In light of recent violence in the world, I have been pondering the role of educators in this shifting paradigm. As members of an international organization, TESOL professionals can be found in every part of the globe, working with all types of people across differences in age, culture, ethnicity, gender, language, race, and religion. As a group, we are continually touched by events outside of our classrooms, and this requires us to be aware of economic, political, and social affairs that impact us as well as our students.
However, being aware of differences and addressing them with our students (or teaching future teachers how to address them) are two different things. Topics such as immigration, inequality, or politics might make teachers feel uncomfortable or vulnerable, as they can produce volatile conversations (See Amobi, 2007). However, if these topics are rarely or never addressed, people may lack the time to process their own perspectives or begin to understand others’ viewpoints and personal histories.
Thus, we need to ask ourselves as teachers and teacher educators, what role do these topics have in our instruction? How do we include them in an effective way? If you’re teaching English as a foreign language, you might incorporate topics with multiple perspectives to encourage authentic conversation and examine current affairs in your region, as well as those in Anglophone countries. If you’re teaching English as a second language, many of your students might be immigrants, refugees, or children of immigrants who are living or have lived these experiences themselves. As such, talking about these issues and sharing information may help them feel more empowered about their circumstances. Great care should be taken, though, to tread lightly with issues that learners are perhaps not willing to address in a public setting, or that might make them feel singled out in a mixed group.
I am hopeful that peace can be taught, and I find that even the smallest endeavors to understand each other can result in some form of change. I think that language classrooms are excellent settings to communicate about the human condition, at any age, and so I offer some current resources for pedagogical support in addressing differences and promoting diversity. While these are mostly US-based, feel free to add any others that you have used in the comments section.

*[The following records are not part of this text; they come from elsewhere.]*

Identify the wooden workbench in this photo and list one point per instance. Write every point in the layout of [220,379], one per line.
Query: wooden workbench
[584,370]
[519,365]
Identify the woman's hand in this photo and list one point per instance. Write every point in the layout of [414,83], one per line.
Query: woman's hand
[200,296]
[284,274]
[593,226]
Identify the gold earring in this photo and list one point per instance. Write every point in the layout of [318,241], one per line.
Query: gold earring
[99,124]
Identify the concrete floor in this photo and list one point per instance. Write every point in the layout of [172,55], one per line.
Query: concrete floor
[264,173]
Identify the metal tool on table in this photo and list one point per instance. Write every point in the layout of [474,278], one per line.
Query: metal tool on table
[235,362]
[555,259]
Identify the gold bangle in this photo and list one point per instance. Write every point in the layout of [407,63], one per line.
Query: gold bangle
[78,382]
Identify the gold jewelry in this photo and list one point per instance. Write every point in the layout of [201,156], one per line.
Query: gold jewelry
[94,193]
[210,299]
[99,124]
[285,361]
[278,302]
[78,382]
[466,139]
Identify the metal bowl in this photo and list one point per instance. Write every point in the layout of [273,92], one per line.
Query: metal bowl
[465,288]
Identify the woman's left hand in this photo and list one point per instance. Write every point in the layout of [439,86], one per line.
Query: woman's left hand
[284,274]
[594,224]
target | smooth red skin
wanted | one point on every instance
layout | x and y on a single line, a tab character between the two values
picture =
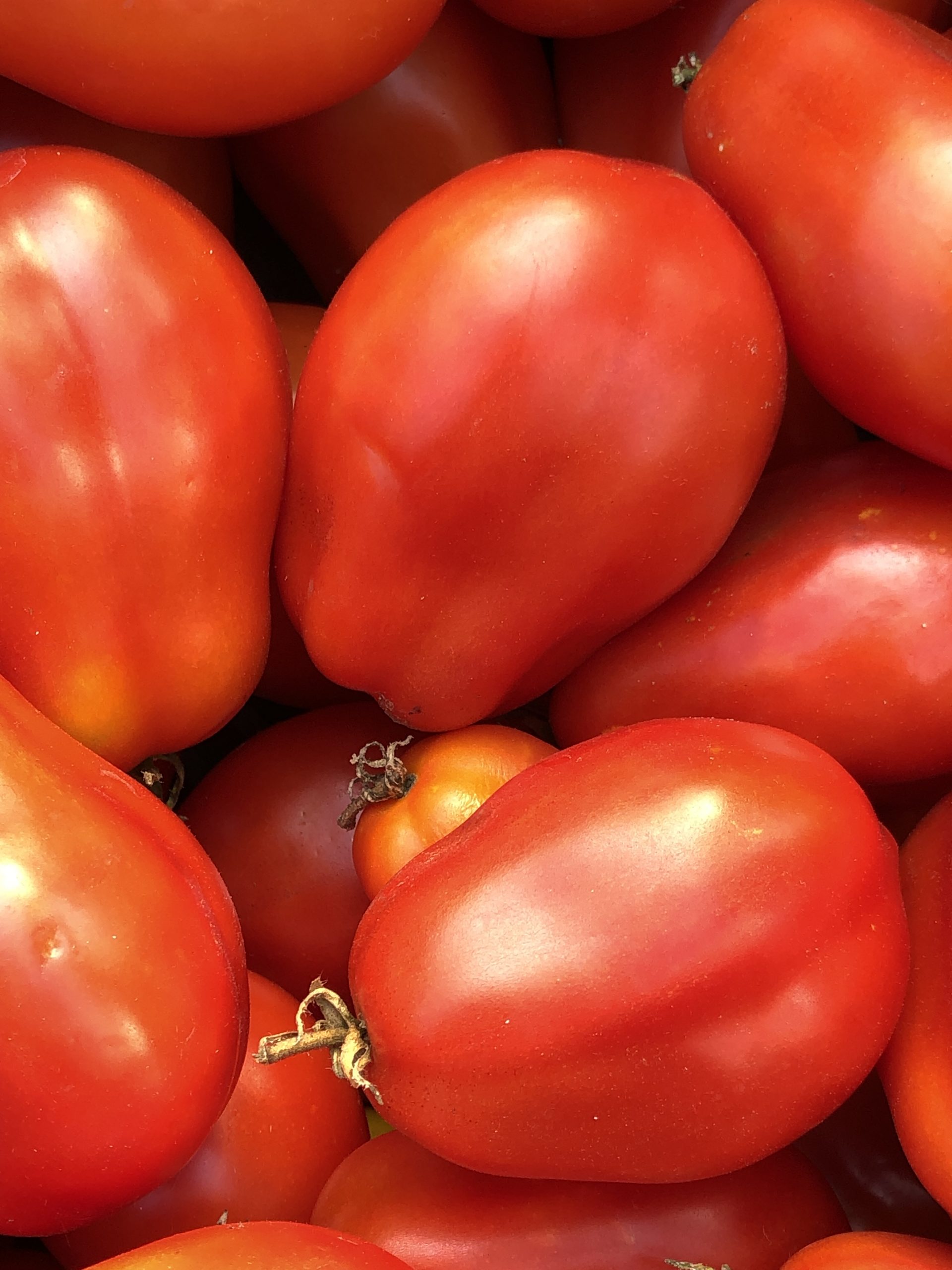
436	1216
258	1246
207	69
268	818
873	1250
818	126
285	1131
198	169
655	956
330	183
826	614
858	1153
144	432
447	496
917	1069
125	999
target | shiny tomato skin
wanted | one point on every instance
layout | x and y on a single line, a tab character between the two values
455	772
268	818
332	182
558	404
144	431
277	1142
917	1071
819	126
873	1250
125	1000
436	1216
824	614
655	956
257	1246
206	69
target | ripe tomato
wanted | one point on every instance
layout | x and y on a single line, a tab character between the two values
144	431
332	183
206	69
452	775
654	956
917	1069
826	614
122	988
436	1216
268	818
284	1132
559	402
822	127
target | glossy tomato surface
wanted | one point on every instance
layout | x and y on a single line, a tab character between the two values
206	69
277	1142
824	614
436	1216
144	431
473	511
654	956
823	128
122	987
330	183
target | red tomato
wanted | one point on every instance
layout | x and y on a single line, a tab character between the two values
275	1146
826	614
873	1250
822	127
858	1153
332	183
654	956
559	402
144	435
122	987
268	817
436	1216
452	775
917	1069
206	69
258	1246
198	169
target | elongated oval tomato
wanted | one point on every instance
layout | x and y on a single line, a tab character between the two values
258	1246
654	956
436	1216
332	183
123	1000
206	69
824	614
823	128
144	413
473	511
917	1070
275	1146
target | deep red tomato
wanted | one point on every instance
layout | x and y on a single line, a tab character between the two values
275	1146
258	1246
332	183
917	1069
206	69
144	431
858	1153
822	126
826	614
436	1216
873	1250
198	169
122	987
268	818
559	403
654	956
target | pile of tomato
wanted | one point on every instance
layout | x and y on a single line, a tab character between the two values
476	634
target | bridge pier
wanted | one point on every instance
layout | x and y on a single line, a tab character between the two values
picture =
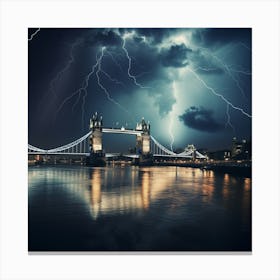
97	155
143	147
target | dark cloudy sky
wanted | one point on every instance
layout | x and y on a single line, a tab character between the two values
193	85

Beyond Bias: Countering Stereotypes in School
A year-long online series of articles, interactive activities, commentary, and Q & A sessions examining efforts to recognize and overcome discrimination in schools.
Courageous Conversations about Race: A Field Guide for Achieving Equity in Schools
A guide to engaging in honest dialogue about the social construct of race, and the resulting inequality in schools.
Dedicated to cultivating intelligence and imagination among today’s youth, with particular emphasis toward empowering young women. This site focuses on the lesser-known contributions of women throughout history, as well as important contributions women make to current society (also available on Facebook, Twitter, and Instagram).
A project of the Southern Poverty Law Center designed to “reduce prejudice, improve intergroup relations and support equitable school experiences.” This site includes blogs, classroom resources, professional development sets, film kits, and webinars to support educators in teaching tolerance toward others (also available on Facebook, Twitter, and Instagram).
Zinn Education Project
Created in the same vein as Howard Zinn’s book, A People’s History of the United States, this site shares materials and pedagogy that “emphasize the role of working people, women, people of color, and organized social movements in shaping history.” Emphasis is placed upon the notion that history is “made not by a few heroic individuals, but instead by people’s choices and actions, thereby also learning that their own choices and actions matter” (also available on Facebook, Twitter, and Instagram).
Amobi, F. A. (2007). The message or the messenger: Reflection on the volatility of evoking novice teachers’ courageous conversations on race. Multicultural Education, 14(3), 2–7.